According to the Norristown-based Philadelphia Metro Wildlife Center, woodpeckers, bats and squirrels are getting stuck to the tape, and most end up maimed or dead.
“It’s absolutely epidemic,” said Michele Wellard, assistant director of the center. “It started three years ago when this tape first went on the market, but now it’s just unbelievable. Every other call I’m getting is about an animal on spotted lanternfly tape.”
Wellard said there are safer options that won’t harm other critters.
“A Shop-Vac with Dawn dish detergent and water in the reservoir would ensure (lanternflies) are killed,” she advised, essentially sucking the bugs off the tree. “Some insecticidal soap, neem oil.”
The center cares for at least five to 10 birds a day that are injured from the tape — and those are just the ones that people bring in.

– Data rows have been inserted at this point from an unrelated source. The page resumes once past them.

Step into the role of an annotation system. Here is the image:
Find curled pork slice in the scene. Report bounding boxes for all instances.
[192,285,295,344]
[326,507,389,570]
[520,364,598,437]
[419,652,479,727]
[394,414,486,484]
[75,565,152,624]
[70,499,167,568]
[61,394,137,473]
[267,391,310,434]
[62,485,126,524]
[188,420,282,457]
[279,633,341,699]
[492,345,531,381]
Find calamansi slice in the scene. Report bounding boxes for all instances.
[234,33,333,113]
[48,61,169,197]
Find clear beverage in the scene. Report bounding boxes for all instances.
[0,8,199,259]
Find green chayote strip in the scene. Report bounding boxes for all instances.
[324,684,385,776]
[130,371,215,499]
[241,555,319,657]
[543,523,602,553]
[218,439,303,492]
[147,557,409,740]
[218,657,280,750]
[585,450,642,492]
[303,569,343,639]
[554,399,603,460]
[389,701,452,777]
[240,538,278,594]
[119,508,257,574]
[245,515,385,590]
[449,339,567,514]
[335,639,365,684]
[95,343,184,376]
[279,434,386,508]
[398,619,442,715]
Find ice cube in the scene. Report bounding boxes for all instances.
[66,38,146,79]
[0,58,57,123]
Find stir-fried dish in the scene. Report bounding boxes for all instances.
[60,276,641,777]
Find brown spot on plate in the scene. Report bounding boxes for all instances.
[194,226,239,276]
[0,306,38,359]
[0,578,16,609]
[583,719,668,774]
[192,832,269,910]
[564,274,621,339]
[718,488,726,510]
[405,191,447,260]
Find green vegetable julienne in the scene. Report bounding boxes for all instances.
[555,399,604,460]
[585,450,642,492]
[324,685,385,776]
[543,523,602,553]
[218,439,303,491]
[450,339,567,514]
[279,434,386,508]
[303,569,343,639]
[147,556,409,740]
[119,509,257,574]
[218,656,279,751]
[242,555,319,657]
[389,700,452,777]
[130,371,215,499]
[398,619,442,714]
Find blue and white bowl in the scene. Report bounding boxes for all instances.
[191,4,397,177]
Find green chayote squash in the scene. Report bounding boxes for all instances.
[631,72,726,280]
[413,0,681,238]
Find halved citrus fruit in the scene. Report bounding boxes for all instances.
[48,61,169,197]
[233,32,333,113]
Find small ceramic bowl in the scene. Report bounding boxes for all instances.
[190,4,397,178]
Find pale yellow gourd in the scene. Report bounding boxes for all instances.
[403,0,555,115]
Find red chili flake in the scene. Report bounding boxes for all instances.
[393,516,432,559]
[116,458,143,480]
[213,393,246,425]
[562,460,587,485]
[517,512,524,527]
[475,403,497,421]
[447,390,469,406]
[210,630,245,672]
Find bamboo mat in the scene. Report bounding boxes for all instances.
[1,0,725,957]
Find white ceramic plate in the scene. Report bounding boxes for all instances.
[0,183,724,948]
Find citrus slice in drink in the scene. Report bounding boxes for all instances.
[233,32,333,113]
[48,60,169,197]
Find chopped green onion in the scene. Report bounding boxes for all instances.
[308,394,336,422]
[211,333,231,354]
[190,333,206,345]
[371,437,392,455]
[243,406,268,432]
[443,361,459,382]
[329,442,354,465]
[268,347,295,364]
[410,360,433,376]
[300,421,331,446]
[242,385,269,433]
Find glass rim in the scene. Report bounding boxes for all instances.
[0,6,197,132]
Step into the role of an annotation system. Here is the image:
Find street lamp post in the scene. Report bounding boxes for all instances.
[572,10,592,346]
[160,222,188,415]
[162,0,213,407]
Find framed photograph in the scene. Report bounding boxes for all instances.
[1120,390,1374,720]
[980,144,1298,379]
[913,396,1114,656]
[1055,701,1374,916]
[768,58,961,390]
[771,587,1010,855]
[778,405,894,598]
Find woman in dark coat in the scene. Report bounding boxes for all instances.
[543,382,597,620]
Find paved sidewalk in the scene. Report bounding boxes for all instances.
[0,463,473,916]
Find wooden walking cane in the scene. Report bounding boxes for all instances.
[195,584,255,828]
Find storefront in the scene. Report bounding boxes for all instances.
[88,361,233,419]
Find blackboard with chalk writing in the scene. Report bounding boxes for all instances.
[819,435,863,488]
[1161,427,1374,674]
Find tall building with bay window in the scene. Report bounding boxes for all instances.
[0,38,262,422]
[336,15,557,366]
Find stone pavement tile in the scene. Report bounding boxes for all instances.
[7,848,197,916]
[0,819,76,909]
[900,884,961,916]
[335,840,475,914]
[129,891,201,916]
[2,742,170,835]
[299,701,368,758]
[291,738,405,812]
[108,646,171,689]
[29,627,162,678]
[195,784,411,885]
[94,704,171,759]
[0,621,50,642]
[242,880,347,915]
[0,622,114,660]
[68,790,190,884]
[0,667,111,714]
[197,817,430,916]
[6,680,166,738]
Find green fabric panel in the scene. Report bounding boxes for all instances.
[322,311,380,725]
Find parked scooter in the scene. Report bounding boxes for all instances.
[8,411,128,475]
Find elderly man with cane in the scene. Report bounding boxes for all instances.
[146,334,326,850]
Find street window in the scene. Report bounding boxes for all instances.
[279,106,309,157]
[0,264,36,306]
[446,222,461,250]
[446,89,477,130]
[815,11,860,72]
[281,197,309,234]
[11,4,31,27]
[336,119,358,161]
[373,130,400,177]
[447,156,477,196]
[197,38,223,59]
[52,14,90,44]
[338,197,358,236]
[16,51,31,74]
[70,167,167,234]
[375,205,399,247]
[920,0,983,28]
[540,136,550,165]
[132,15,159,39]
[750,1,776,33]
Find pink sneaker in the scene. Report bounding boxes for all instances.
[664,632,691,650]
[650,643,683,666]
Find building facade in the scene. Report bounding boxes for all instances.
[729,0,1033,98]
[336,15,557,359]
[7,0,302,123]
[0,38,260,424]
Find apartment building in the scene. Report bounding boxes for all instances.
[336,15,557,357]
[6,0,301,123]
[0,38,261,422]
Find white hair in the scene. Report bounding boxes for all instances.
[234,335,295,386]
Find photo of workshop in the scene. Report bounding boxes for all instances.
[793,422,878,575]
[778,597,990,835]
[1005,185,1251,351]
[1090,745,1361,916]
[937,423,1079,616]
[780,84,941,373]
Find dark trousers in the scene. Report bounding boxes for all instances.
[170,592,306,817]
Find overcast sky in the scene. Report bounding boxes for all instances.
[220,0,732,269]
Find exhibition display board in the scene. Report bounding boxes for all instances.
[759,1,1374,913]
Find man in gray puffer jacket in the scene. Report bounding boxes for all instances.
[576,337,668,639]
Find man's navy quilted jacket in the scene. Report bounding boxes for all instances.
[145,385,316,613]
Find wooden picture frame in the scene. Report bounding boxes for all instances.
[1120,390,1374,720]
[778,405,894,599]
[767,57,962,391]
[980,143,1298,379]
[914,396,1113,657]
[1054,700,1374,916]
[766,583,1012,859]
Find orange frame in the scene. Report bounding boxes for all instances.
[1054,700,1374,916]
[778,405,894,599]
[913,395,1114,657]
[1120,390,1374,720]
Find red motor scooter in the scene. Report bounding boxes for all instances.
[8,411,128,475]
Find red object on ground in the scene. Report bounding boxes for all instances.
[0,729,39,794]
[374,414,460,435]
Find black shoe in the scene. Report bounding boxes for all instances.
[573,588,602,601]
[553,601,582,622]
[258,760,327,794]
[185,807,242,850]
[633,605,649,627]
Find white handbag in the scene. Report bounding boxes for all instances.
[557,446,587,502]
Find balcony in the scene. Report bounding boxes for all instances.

Wellard said many of the animals don’t survive because the stress alone can kill them. Some people try to rescue the trapped birds with oil, but oil actually compromises a bird’s feathers, and it usually dies the next day.
If you’re gung-ho on using the sticky tape, Wellard said buy some hardware cloth — a heavy wire mesh, similar to chicken wire — and wrap it around the tape. That way, only the insects will be able to reach the tape.
If you do find a bird or another animal stuck to the trap, Wellard said to cut the board or tape off of the tree where the bird is attached, place a paper towel over any tacky pieces stuck to the bird, then put the bird in a box and cover it with a lid. Darkness will help calm it down.
Then she said, call a wildlife center or rehabilitator and deliver the bird to the experts.